Figure states a simple Blockchain flow.
Ethereum is the network, also known as the blockchain.
The primary difference between Ethereum and any other cryptocurrency is that it’s not just a currency, it’s an environment. Here anyone can take advantage of the blockchain technology to build their own projects and DAPPS (decentralized applications) through smart contracts. This is a very important distinction because this very thing shows you the true scope of what is possible in Ethereum.
Think of Ethereum like the internet and all the DAPPS as websites that run in it. There is something really interesting about these DAPPS, they are all decentralized and not owned by an individual, they are owned by people. The way that happens is usually by a crowd-sale called the “ICO” (more on that later). Basically, you buy certain tokens of that DAPP in exchange of your ether.
Note:An Initial Coin Offering (ICO) is the cryptocurrency space’s rough equivalent to an IPO in the mainstream investment world. ICOs act as fundraisers of sorts; a company looking to create a new coin, app, or service launches an ICO.
These tokens are usually of 2 varieties:
- Usage Tokens.
- Work Tokens.
Usage Tokens: These are the tokens that act like native currency in their respective DAPPS. Golem is a pretty good example of this. If you want to use the services in Golem then you will need to pay with Golem Network Token (GNT). While these tokens have monetary value they won’t give you any particular rights or privilege within the network itself.

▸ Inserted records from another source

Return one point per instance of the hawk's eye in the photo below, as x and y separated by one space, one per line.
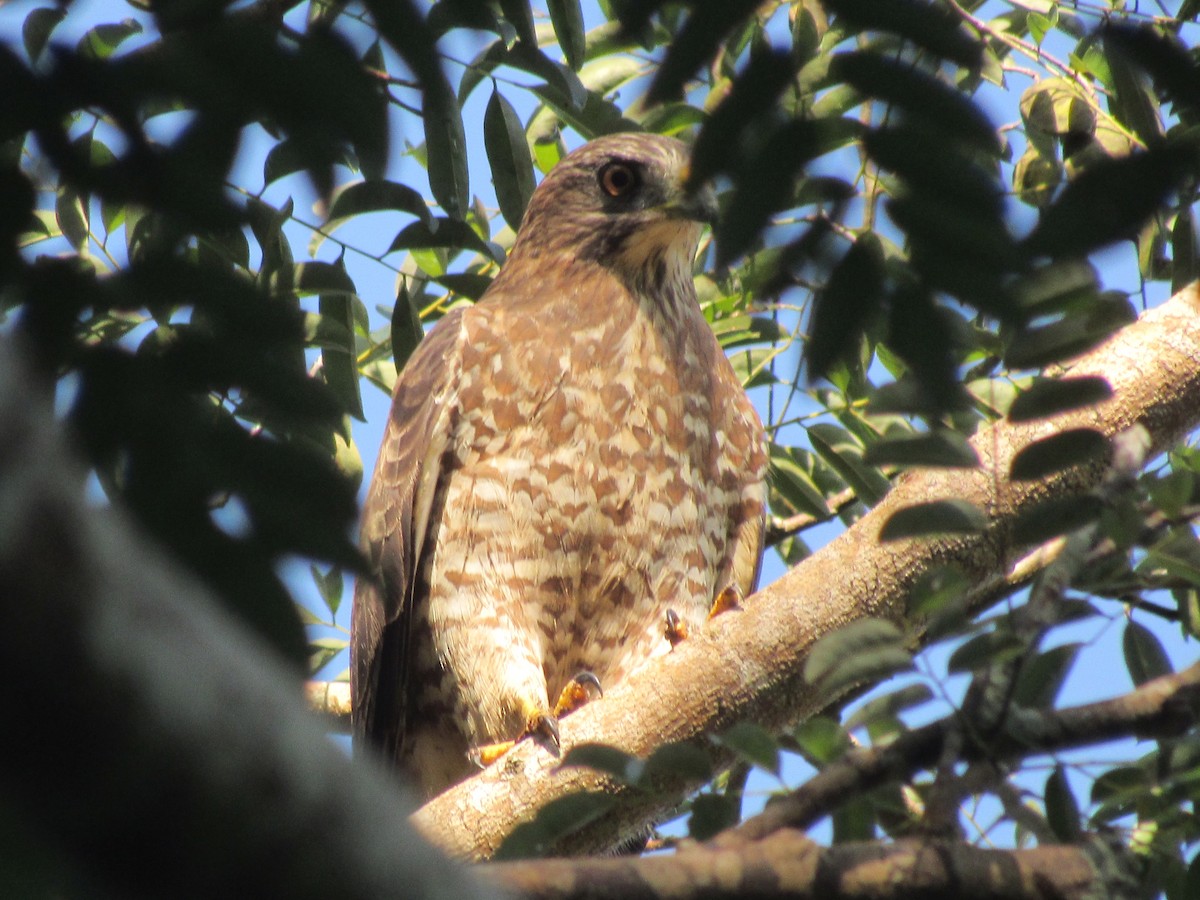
618 179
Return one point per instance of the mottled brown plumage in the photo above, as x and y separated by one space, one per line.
565 461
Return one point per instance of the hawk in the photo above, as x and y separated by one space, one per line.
570 477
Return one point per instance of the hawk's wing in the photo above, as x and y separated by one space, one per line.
395 523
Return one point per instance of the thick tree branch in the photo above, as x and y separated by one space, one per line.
1162 707
151 741
790 865
749 665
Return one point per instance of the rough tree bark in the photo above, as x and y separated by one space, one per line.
748 665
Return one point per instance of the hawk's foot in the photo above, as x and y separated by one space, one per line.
676 630
543 724
727 600
579 691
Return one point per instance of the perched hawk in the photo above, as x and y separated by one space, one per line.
569 463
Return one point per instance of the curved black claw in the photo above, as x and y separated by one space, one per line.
676 630
545 726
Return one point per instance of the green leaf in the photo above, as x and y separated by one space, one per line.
754 744
340 365
941 448
609 760
930 27
323 649
990 648
845 307
376 196
822 741
711 815
71 213
558 819
679 760
508 153
922 520
1062 809
445 143
449 233
330 586
103 40
845 456
406 327
1144 654
35 31
567 17
1110 201
1053 396
796 484
1054 516
1042 677
1073 447
864 652
520 15
888 706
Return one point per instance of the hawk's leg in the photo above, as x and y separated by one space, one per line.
544 724
676 631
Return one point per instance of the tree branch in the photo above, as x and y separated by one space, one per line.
790 865
749 665
1163 707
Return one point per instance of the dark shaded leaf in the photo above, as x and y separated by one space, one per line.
936 105
1055 516
35 31
695 43
845 456
451 234
445 142
1042 677
555 821
990 648
1072 335
406 328
1074 447
509 157
753 93
468 285
1174 70
940 448
822 741
864 652
888 706
923 520
793 481
605 759
679 760
754 744
1053 396
844 309
930 27
567 17
1110 201
711 815
375 196
1062 809
340 365
1144 654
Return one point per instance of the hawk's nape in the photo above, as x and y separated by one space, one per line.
565 462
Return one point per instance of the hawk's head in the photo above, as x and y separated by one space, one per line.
619 201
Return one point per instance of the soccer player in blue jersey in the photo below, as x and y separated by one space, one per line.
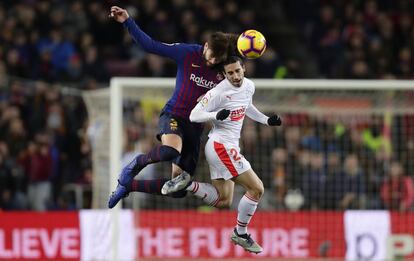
180 138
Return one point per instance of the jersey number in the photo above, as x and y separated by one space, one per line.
235 154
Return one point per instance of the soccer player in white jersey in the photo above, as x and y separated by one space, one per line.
226 105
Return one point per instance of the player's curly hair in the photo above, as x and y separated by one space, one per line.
222 44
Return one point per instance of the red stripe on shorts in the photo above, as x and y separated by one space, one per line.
224 157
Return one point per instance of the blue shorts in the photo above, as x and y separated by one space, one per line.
190 134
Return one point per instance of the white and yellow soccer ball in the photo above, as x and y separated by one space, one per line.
251 44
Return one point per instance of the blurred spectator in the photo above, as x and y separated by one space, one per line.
37 162
314 181
397 192
352 191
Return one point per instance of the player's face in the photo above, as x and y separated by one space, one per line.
209 57
234 72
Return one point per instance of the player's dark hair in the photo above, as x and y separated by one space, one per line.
232 59
221 44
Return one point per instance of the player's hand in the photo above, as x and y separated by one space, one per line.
118 14
274 120
222 114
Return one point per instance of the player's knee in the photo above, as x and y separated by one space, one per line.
179 194
168 152
257 190
224 203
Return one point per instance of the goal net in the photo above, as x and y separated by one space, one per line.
341 147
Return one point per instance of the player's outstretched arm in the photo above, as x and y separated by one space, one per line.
206 109
253 113
174 51
118 14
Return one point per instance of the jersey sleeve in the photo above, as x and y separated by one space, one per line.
206 108
175 51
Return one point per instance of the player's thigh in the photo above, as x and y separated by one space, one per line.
225 188
225 160
172 140
249 181
176 170
189 156
170 131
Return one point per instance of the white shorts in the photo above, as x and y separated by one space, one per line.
225 160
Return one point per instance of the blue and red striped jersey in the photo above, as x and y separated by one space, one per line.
194 78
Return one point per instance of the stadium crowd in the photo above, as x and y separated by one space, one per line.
43 129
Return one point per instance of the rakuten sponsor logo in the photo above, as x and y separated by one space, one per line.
213 242
39 243
200 81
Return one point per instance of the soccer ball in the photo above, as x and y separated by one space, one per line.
251 44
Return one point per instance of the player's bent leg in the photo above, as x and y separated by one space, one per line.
157 154
251 183
119 193
246 242
246 209
226 192
178 183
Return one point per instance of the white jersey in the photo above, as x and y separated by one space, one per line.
236 99
222 148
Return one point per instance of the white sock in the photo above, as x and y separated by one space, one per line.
207 192
246 209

Work Token: These are the tokens that identify you as a sort of shareholder in the DAPP. Because of that, you have a say in the direction that that DAPP takes. A perfect example of this is the DAO tokens. If you were a DAO token holder then you had the right to vote on whether a particular DAPP could get funding from the DAO or not.
Why Do We Need Tokens?
Right now you must be wondering, if all these DAPPS are made in the Ethereum Network, then why don’t we simply use Ether to pay for every transaction within those DAPPS? Why do we need a native currency for them? The answer to that is pretty simple, even in real life, there are tons of places where we use a form of token over cash.
Remember that time you went to the water park? Remember how they took your money and tied a band around your wrist which you used to gain access to all the rides in the park and to buy food as well? In this example the water park is the DAPP, your money is ether and the band is the token.
Okay, how about the time you bought those movie tickets for Wonder Woman and included an extra popcorn and coke in your ticket? The moment you entered the theater how did you get in the hall? You showed them the ticket. How did you buy your popcorn and coke? Again, by showing them the ticket. In this case, the cinema theater is the DAPP, your money is Ether and the ticket is the token.
By using tokens to execute certain functions in the smart contract of the DAPPS you make the process much more simple and seamless. Plus, tokens are also great for the overall value of ether as well (more on that later).
Ether and Gas:
You have to pay for the computation, regardless of whether your transaction succeeds or fails. Even if it fails, the miners must validate and execute your transaction (compute) and therefore you must pay for that computation just like you would pay for a successful transaction.
Ether (ETH) is the fuel for that network. When you send tokens, interact with a contract, send ETH, or do anything else on the blockchain, you must pay for that computation. That payment is calculated in Gas and gas is paid in ETH.
The total cost of a transaction =Gas Limit * Gas Price.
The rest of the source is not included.